また、明らかな「躁」と「うつ」の周期を繰り返すものは「躁うつ病」と呼ばれています。有病率は人口の3~5%といわれています。したがって、決してめずらしい病気ではありません。むしろ、よくある病気と考えたほうがよいでしょう。
★うつ病の治療
初診に適した科は精神科・心療内科です。うつ症状が軽く身体症状が強いために、患者さんは一般の臨床科を訪れることになります。しかし、そこでいろいろな検査をして「異常なし」ですまされてしまうことが多いので、うつ病が見逃されてしまうことが少なくありません。
うつ病でやる気が出ないなどの状態が続いているのは、あなたのこころが弱いからでも、甘えているわけでもありません。
ストレスなどによって、セロトニンやノルアドレナリンなどの脳内の神経伝達物質の働きが悪くなり、それによってうつ病が起こるといわれています。セロトニンとノルアドレナリンは脳の中で、意欲や活力などを伝達する働きをしているため、この働きが悪くなると憂うつ感などを引き起こしてうつ病の症状があらわれるようになります。
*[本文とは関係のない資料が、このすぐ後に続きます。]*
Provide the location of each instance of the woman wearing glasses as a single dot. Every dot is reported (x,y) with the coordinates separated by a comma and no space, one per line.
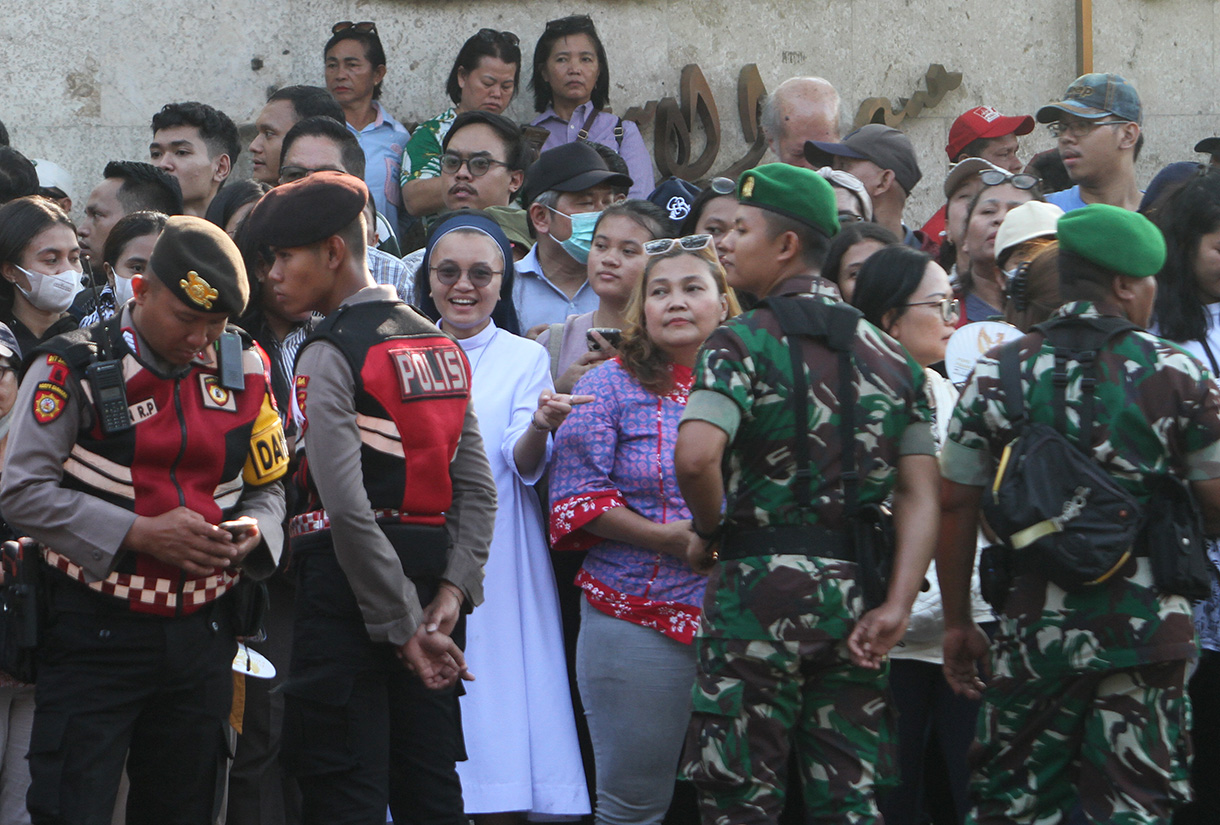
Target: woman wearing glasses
(483,78)
(982,283)
(614,492)
(907,294)
(355,67)
(571,87)
(517,716)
そのため、治療でこの脳内神経伝達物質のバランスの乱れを修正することで、うつ病を改善できるのです。うつ病の治療は、抗うつ薬を中心とした薬物療法が主体ですが、何よりも信頼できる医師にかかることが大切です。診察所見、病気の程度、治療方針や薬の作用、副作用についても納得いくようによく説明してくれる医師を紹介してもらうとよいでしょう。
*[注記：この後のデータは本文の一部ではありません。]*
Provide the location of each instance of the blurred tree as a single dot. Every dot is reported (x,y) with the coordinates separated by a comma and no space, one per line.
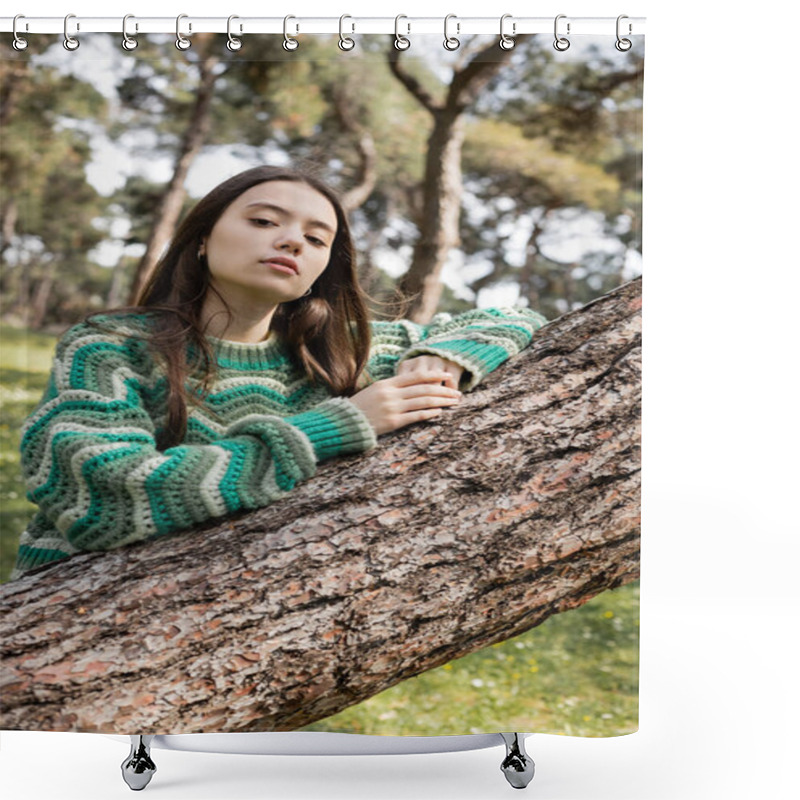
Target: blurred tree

うつ病は心身の疲労状態ですから、休養をとることも大切です。仕事のペースを落としたり、しばらく休暇をとったり、場合によっては入院したりすることも必要です。治るまでにある程度の時間はかかりますが、うつ病は早期発見と適切な治療を受ければ治る病気です。うつ病が「病気」であることを理解して、焦らずじっくり治療に取り組むことが大切です。
【受診】 簡単な質問や検査を受けます。
生活指導:十分に休養をとることが 大切です。
服薬:抗うつ剤など、あなたに合った くすりが出されます。
【治療開始】 くすりは1~2週間※で効いてきます。
その後は、症状及び副作用をみながらくすりの量を調整します。
【治療の継続】 症状がよくなっても、安定した状態を維持するために、くすりの服用を続けます。(3~6か月目※) その後は経過によって、そのまま量を維持したり、減らしたりします。(6~12か月目※)
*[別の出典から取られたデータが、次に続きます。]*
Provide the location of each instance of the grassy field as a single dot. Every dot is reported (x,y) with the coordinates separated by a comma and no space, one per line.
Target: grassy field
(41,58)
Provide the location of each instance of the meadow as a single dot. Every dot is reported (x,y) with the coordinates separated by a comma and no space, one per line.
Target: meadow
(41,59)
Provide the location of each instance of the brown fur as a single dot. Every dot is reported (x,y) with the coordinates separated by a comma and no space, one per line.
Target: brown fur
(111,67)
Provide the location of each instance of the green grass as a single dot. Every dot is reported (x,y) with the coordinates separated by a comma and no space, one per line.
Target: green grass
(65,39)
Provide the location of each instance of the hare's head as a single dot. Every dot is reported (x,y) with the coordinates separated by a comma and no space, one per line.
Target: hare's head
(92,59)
【治癒・回復】 くすりを飲まなくても、こころと体が 元気を取り戻します。マイペースを心がけ、休養をとるようにします。
★生活の中で気をつける事
うつ病になりやすい性格としては、仕事熱心、こり性、生真面目、几帳面、正義感・責任感が強いなどの特徴があります。「No」といえないので何でも引き受けてしまい、無理を重ねた後に仕事がこなせないと「自分の責任だ」と思い込んでうつ状態になってしまうというわけです。ちゃらんぽらんだとうつにはなりません。